Our system requires that we reindex potentially 1m+ records several times per day.
To improve indexing time, we set the replicas to 0 while indexing... then, after the indexing is done, we call a flush and then set the replicas to 1.
When the new replica is created, it causes Marvel to show the index in stage "TRANSLOG" from one node to another. This lasts for some time, often over an hour.. causing the cluster to be yellow during the process.
I'm confused as to why the replica needs to play back the transaction log to be generated... the index hasn't changed when the replica is made. (it hasn't even been made an active index in our production system at the time the replica is added).
Is this the normal process for creating a replica? If so, is there some more efficient process that can be used?
Our cluster is basic: 4 proc VMs w/ 12GB RAM (6 allocated to JVM) and SAN storage (so it isn't as fast as SSDs or local 15k storage ~100MB/s throughput ). However, we can't do much about the setup we have.
That's not the reason why it's yellow, it's yellow because there are replica shards in a non-STARTED state.
When we index a document it gets sent to the primary shard, then the entire document is then sent to the replica shard and reindexed from scratch.
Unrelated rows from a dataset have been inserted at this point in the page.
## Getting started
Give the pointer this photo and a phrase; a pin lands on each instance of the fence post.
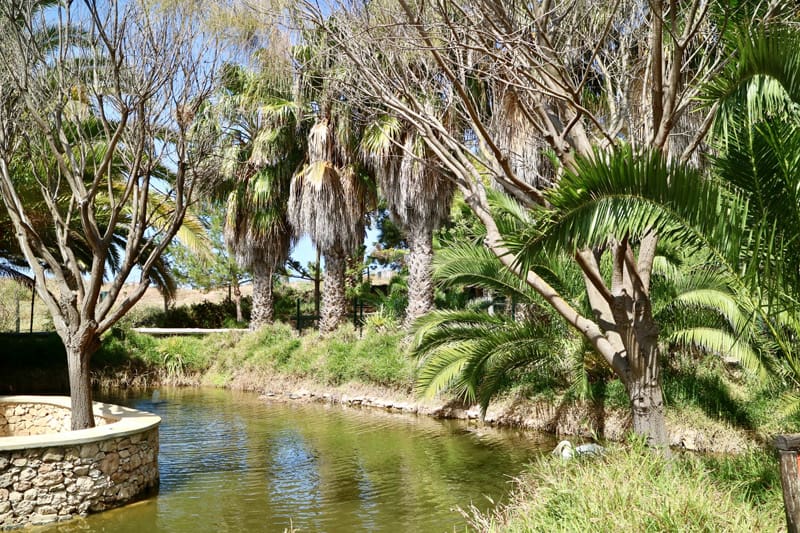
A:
(33, 302)
(788, 446)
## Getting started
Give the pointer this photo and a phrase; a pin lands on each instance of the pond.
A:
(232, 462)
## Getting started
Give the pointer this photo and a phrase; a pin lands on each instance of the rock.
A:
(89, 450)
(41, 519)
(84, 484)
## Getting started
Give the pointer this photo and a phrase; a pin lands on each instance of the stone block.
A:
(89, 451)
(52, 455)
(84, 484)
(27, 474)
(41, 519)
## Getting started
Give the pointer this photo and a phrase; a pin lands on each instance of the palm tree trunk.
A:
(334, 301)
(643, 383)
(263, 311)
(237, 300)
(317, 283)
(420, 279)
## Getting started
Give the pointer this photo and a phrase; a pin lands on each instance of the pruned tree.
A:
(107, 98)
(580, 78)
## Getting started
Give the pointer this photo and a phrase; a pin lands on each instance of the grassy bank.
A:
(369, 357)
(632, 489)
(628, 489)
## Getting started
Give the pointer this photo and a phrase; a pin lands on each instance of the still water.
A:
(231, 462)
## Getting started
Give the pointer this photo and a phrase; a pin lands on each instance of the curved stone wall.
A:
(54, 476)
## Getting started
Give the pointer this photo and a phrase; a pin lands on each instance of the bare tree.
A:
(100, 105)
(574, 77)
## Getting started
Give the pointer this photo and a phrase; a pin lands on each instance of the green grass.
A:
(633, 489)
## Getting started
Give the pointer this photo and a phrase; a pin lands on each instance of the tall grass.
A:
(633, 489)
(371, 357)
(375, 358)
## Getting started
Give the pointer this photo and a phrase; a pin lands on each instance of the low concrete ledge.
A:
(52, 477)
(156, 332)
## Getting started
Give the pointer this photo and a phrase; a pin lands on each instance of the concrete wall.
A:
(53, 477)
(37, 419)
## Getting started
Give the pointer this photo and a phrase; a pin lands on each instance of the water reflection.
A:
(230, 462)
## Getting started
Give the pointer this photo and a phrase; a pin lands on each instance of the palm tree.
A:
(328, 200)
(331, 193)
(417, 195)
(477, 355)
(263, 128)
(757, 135)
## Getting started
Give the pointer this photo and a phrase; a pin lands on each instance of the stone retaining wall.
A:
(48, 478)
(37, 419)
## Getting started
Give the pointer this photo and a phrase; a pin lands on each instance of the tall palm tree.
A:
(328, 200)
(478, 355)
(262, 125)
(417, 195)
(331, 193)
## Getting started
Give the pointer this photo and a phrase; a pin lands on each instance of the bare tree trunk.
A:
(79, 347)
(334, 302)
(237, 300)
(420, 278)
(263, 302)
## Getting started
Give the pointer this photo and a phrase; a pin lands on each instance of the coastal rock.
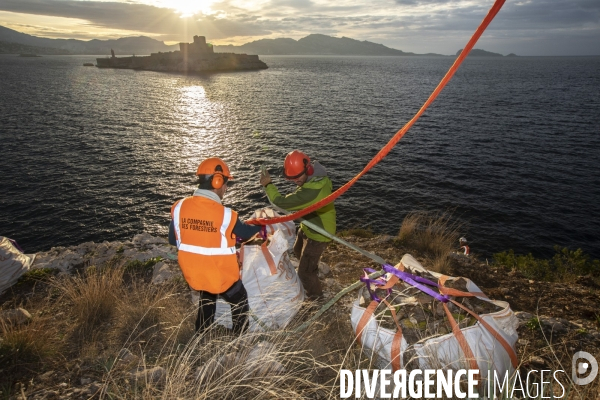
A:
(324, 269)
(142, 247)
(164, 272)
(198, 56)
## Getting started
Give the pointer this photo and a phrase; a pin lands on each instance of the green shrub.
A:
(366, 233)
(565, 265)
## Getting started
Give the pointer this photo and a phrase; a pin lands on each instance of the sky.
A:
(523, 27)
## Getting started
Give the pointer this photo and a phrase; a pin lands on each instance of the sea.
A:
(510, 149)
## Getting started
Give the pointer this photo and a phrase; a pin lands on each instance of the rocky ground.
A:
(556, 319)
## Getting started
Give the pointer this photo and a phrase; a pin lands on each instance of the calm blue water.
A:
(511, 146)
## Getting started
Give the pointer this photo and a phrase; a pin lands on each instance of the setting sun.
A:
(187, 8)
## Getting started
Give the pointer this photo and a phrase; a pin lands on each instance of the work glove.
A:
(263, 232)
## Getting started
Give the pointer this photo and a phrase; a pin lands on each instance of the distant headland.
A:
(484, 53)
(198, 56)
(13, 42)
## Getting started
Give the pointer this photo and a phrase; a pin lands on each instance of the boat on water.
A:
(198, 56)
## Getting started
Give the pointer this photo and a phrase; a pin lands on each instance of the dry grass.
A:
(106, 311)
(433, 234)
(92, 298)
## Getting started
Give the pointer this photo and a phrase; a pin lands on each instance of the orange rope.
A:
(388, 147)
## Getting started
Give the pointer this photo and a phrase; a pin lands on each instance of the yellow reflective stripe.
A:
(176, 222)
(225, 225)
(207, 251)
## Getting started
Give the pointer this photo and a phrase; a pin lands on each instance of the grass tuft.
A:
(433, 234)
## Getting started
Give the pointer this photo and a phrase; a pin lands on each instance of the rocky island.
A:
(198, 56)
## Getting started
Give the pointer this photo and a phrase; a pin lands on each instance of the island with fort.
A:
(198, 56)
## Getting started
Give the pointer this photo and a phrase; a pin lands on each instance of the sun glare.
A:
(187, 8)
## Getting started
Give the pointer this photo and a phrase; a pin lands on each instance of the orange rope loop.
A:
(388, 147)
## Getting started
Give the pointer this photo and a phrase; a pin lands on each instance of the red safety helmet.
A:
(296, 164)
(216, 169)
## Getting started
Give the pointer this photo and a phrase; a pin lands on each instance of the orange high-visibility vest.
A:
(206, 244)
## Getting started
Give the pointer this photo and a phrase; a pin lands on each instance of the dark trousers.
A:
(309, 252)
(237, 298)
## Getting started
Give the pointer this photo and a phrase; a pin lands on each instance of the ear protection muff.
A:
(217, 181)
(308, 168)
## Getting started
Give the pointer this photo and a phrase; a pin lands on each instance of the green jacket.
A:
(317, 187)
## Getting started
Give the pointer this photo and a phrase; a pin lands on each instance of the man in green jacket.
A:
(313, 185)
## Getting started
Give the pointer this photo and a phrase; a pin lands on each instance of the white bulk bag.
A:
(275, 292)
(13, 263)
(493, 347)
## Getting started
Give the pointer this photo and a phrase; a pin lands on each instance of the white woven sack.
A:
(13, 264)
(444, 351)
(287, 228)
(275, 292)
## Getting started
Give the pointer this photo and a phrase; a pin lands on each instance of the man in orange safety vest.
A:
(205, 234)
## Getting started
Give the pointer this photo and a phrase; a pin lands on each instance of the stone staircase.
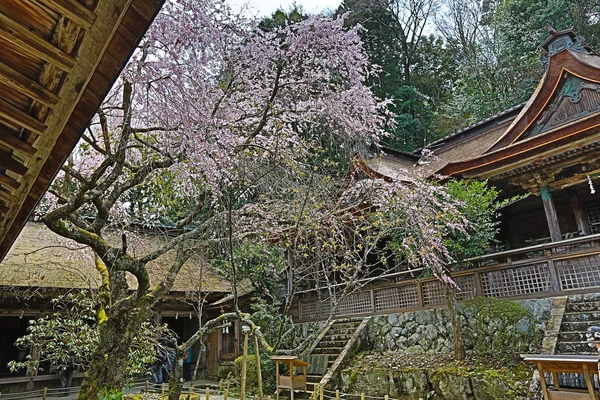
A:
(328, 349)
(581, 312)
We do not simply send the indexed outcome from the primary to the replica.
When you add a new replica, we create that using the translog, as it holds the complete action that was done on the document.
So to confirm, what you're saying is that this is a normal process to be expected when adding a replica to an existing index, and there isn't any way to make it more efficient?
It is confusing that we have seen a better result by simply indexing with a refresh of -1 but a replica count of 1.
This adds about 10% to the overall indexing time but avoids the translog state and the cluster more quickly goes green, completing the replication.
I don't understand why the translog state of adding a replica takes longer than the initial indexing.
We noted about 1mm records indexed in 18 minutes (bulk) but the similar translog process takes almost 2 hours.